For example, the 3988 employees in the D.C. headquarters have an average
salary of $103,852. That's $90,304 if you take out the single person who got
paid $5.4 million. (Who was it? It's only mentioned as an anonymous
statistic.) I also found "Total compensation for federal workers [in DC],
including health care and other benefits, last year averaged $126,369,
compared with $122,697 in 2009."

This seems to imply that TSA workers at the DC headquarters are being paid
less than average for a federal worker in DC, so isn't that a good number?

The timeline towards the bottom is meaningless. Nothing happened in 2007 or
2008, and there was a rush of events in 2011? Not likely! It's only the things
the author wanted to use. Plus, the length of the connectors between the dots
doesn't mean anything. Oh!
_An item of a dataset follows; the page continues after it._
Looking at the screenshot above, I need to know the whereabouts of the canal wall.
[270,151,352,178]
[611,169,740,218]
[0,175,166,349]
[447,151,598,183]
And why isn't there a connection from 2011 to 2012?

Then there's the strange insertion of Ron Paul into the discussion. So what if
he raised $250,000 in three days? Lady Gaga's bracelet raised the same amount
in the same time for for Japan Relief, and gubernatorial candidate Rob McKenna
did the same for his race. Does that mean that I should send money to Japan,
or support McKenna for governor?

The claim that we could save $1 billion in hiring private security for the 35
biggest airports is quite suspect. The TSA budgets for FY 2011 was roughly
$8.1 billion, of which $4,809 million was for 'aviation security.' The
argument is that private security can reduce the price by 20%? By only
changing security at 35 of the 450 or so airports with TSA staff? Color me
doubtful.